Nesse serviço foram-se aficionando alguns gaúchos: recebiam as encomendas
e pra aproveitar a monção e não ir com os cargueiros debalde, levavam baeta,
que vinha do reino, e fumo em corda, que vinha da Baía, e algum porrão de
canha. E faziam trocas, de elas por elas, quase.
Os paisanos das duas terras brigavam, mas os mercadores sempre se
entendiam...
Isto veio mais ou menos assim até a guerra dos Farrapos; depois vieram
as califórnias do Chico Pedro; depois a guerra do Rosas.
Aí inundou-se a fronteira da província de espanhóis e gringos
emigrados.
A cousa então mudou de figura. A estrangeirada era mitrada, na regra, e
foi quem ensinou a gente de cá a mergulhar e ficar de cabeça enxuta...; entrou
nos homens a sedução de ganhar barato: bastava ser campeiro e destorcido.

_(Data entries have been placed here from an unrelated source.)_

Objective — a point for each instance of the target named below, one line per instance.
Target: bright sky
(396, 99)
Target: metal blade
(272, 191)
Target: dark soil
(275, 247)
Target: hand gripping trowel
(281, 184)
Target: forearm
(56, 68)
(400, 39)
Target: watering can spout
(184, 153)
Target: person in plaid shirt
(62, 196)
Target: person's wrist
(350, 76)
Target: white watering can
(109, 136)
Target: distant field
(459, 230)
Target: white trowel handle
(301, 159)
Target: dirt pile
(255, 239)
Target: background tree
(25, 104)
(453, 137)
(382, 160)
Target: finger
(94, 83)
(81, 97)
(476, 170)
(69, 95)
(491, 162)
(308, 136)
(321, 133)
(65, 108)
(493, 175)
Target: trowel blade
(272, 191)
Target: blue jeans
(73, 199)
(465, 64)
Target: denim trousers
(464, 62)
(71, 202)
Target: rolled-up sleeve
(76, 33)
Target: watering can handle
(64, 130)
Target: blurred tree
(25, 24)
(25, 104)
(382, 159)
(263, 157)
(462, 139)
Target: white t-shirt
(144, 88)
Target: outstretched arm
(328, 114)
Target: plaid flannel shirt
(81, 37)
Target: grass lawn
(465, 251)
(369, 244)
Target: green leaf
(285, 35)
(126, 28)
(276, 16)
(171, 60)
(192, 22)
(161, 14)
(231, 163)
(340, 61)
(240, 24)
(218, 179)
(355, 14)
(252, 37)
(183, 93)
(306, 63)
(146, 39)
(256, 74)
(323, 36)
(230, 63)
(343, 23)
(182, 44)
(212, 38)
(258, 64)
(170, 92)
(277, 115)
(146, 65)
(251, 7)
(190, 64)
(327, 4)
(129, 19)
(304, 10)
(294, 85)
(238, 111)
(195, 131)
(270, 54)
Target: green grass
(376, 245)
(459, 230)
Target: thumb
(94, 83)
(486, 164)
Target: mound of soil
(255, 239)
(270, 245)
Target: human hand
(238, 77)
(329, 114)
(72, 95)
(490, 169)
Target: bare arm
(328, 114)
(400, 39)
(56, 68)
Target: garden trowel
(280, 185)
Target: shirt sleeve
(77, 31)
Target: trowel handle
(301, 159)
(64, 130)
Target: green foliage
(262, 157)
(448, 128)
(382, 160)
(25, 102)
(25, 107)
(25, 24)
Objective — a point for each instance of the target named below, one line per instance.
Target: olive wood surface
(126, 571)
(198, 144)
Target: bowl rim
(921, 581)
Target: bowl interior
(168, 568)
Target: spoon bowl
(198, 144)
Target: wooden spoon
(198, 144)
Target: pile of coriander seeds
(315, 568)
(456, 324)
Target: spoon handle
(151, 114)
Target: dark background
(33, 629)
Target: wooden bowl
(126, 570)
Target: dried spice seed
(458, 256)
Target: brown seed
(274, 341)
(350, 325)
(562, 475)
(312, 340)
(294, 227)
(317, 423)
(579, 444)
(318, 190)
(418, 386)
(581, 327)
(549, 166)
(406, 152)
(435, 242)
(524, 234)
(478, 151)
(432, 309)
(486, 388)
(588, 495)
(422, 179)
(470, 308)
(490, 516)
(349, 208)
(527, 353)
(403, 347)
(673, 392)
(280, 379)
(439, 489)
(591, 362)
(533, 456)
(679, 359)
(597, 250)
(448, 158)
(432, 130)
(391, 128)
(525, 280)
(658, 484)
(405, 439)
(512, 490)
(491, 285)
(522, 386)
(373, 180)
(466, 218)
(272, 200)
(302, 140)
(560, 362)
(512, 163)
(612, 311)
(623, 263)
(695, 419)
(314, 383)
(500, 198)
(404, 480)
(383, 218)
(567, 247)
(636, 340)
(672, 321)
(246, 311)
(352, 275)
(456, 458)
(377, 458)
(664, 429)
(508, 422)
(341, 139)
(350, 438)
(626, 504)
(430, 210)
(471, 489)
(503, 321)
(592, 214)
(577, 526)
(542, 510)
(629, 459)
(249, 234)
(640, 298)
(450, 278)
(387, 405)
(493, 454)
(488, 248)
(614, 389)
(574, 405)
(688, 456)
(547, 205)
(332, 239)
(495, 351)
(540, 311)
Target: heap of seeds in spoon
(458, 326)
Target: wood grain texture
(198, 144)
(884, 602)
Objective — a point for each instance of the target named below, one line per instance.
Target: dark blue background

Depois, andava-se empandilhado, bem armado; podia-se às vezes dar um vareio nos
milicos, ajustar contas com algum devedor de desaforos, aporrear algum
subdelegado abelhudo...
Não se lidava com papéis nem contas de cousas: era só levantar os
volumes, encangalhar, tocar e entregar!...
Quanta gauchagem leviana aparecia, encostava-se.
Rompeu a guerra do Paraguai.
O dinheiro do Brasil ficou muito caro: uma onça de ouro, que corria por
trinta e dois, chegou a valer quarenta e seis mil réis!... Imagine o que a
estrangeirada bolou nas contas!...
Começou-se a cargueirear de um tudo: panos, águas de cheiro, armas,
minigâncias, remédios, o diabo a quatro!... Era só pedir por boca!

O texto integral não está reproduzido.